Hylaeamys acritus
- Conservation status: Data Deficient (IUCN 3.1)

Scientific classification
- Kingdom: Animalia
- Phylum: Chordata
- Class: Mammalia
- Order: Rodentia
- Family: Cricetidae
- Subfamily: Sigmodontinae
- Genus: Hylaeamys
- Species: H. acritus
- Binomial name: Hylaeamys acritus (Emmons & Patton, 2005)
- Synonyms: Oryzomys acritus Emmons & Patton, 2005 [Hylaeamys] acritus: Weksler et al., 2006

= Hylaeamys acritus =

- Genus: Hylaeamys
- Species: acritus
- Authority: (Emmons & Patton, 2005)
- Conservation status: DD
- Synonyms: Oryzomys acritus Emmons & Patton, 2005, [Hylaeamys] acritus: Weksler et al., 2006

Species of rodent

Hylaeamys acritus, formerly Oryzomys acritus, is an oryzomyine rodent of the family Cricetidae.

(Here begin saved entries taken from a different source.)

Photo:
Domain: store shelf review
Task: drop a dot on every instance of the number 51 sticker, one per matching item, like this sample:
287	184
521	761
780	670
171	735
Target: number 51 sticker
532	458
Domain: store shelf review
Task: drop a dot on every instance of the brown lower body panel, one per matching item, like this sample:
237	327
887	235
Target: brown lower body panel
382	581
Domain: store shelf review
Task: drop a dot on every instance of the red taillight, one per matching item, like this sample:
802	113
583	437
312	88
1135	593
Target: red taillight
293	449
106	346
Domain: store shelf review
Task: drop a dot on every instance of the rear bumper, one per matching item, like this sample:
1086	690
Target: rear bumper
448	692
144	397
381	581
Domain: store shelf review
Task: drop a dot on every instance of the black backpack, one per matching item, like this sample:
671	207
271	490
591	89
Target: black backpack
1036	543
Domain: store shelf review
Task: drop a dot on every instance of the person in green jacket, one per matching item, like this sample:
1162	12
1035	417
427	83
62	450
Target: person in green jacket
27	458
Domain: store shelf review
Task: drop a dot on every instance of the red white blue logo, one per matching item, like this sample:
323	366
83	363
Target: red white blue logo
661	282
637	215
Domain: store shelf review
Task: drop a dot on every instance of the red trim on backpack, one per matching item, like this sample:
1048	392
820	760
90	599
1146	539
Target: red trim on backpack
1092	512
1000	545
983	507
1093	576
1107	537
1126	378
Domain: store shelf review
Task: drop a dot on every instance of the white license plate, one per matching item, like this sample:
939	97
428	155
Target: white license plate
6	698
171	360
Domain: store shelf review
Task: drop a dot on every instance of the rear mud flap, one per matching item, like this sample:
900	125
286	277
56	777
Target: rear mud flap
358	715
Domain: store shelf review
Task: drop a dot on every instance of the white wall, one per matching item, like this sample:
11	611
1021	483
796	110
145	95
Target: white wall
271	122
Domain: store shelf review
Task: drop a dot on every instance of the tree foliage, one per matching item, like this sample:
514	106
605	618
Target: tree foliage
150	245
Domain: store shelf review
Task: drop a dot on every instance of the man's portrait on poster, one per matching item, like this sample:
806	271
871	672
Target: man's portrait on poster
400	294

The name is derived from the Greek word ακριτος 'confused, doubtful', because it could easily be confused with species such as H. megacephalus and Euryoryzomys nitidus. It is known only from northeastern Bolivia; its type locality is within Noel Kempff Mercado National Park. The rodent is terrestrial and is found in moist lowland semideciduous forest and savanna. It has olive brown coloration on its back; the cheeks and flanks are amber, and the top of the head is dark. The coat is 9 mm long at the center of the torso. Chest fur between the front legs is thick and 3 to 4 mm long. Abdominal hairs are gray at the base and white at the top.